There are many ways to address the idea of “investment style.” Growth / Value, Active / Passive, Small Cap / Large Cap and many more. Perhaps we should look to see if these are really styles or whether these are the descriptors that come from something deeper.
Perhaps as deep as how our brain works.
We know our brains have an ancient part and a more modern part. The ancient brain has served us well for thousands of years. It is aware of danger and it prompts us to act when danger is discovered. The fight or flight response is a familiar manifestation.
The modern brain includes the Neo-Cortex which is the largest part of the cerebral cortex.

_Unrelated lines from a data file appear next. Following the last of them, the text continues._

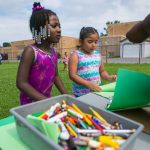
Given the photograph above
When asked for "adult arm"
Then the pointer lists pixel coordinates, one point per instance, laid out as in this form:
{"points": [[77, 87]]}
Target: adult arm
{"points": [[23, 74], [139, 32]]}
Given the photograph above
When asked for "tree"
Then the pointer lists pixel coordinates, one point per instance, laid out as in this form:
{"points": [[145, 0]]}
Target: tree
{"points": [[6, 44], [105, 29]]}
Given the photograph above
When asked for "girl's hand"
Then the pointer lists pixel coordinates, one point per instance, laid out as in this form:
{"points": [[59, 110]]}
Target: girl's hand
{"points": [[112, 78], [94, 87]]}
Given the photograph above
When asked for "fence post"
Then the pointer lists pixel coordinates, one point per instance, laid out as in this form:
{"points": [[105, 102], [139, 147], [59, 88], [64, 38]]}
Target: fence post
{"points": [[106, 55], [140, 52]]}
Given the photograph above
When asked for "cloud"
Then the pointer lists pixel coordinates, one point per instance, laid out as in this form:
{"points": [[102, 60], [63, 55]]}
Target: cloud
{"points": [[73, 14]]}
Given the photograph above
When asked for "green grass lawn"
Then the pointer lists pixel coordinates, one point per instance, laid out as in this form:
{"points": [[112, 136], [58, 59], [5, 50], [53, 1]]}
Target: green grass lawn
{"points": [[9, 94]]}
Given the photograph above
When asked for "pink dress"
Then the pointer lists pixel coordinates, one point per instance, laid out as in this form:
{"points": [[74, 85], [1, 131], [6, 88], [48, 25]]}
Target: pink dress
{"points": [[42, 74]]}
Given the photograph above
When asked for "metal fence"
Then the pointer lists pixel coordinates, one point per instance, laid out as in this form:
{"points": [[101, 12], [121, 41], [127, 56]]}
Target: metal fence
{"points": [[125, 53]]}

It filters the information coming from the ancient brain so that we may act more appropriately.
That filtering is the problem for most investors.
Susan Cain in her book Quiet: The Power of Introverts in a World That Can’t Stop Talking, points out that the spectrum of behaviour from complete introvert to complete extrovert is known by how much the neo-cortex filters the ancient brain signals. Extroverts pay less attention to danger signals.
The neo-cortex seeks excitement and so extroverts tend to gamble and undervalue the risk aspect. They act more quickly and they get a bigger kick from winning. Does that sound like the people in power prior to the melt-down in 2008? Cain thinks it does.
Extroversion affects your personal investing style. Possibly profoundly.
Extroverts focus on the possible rewards rather than the possible danger. Their results tend to be spectacular and on both sides of zero.
Cautious introverts tend to miss some opportunities.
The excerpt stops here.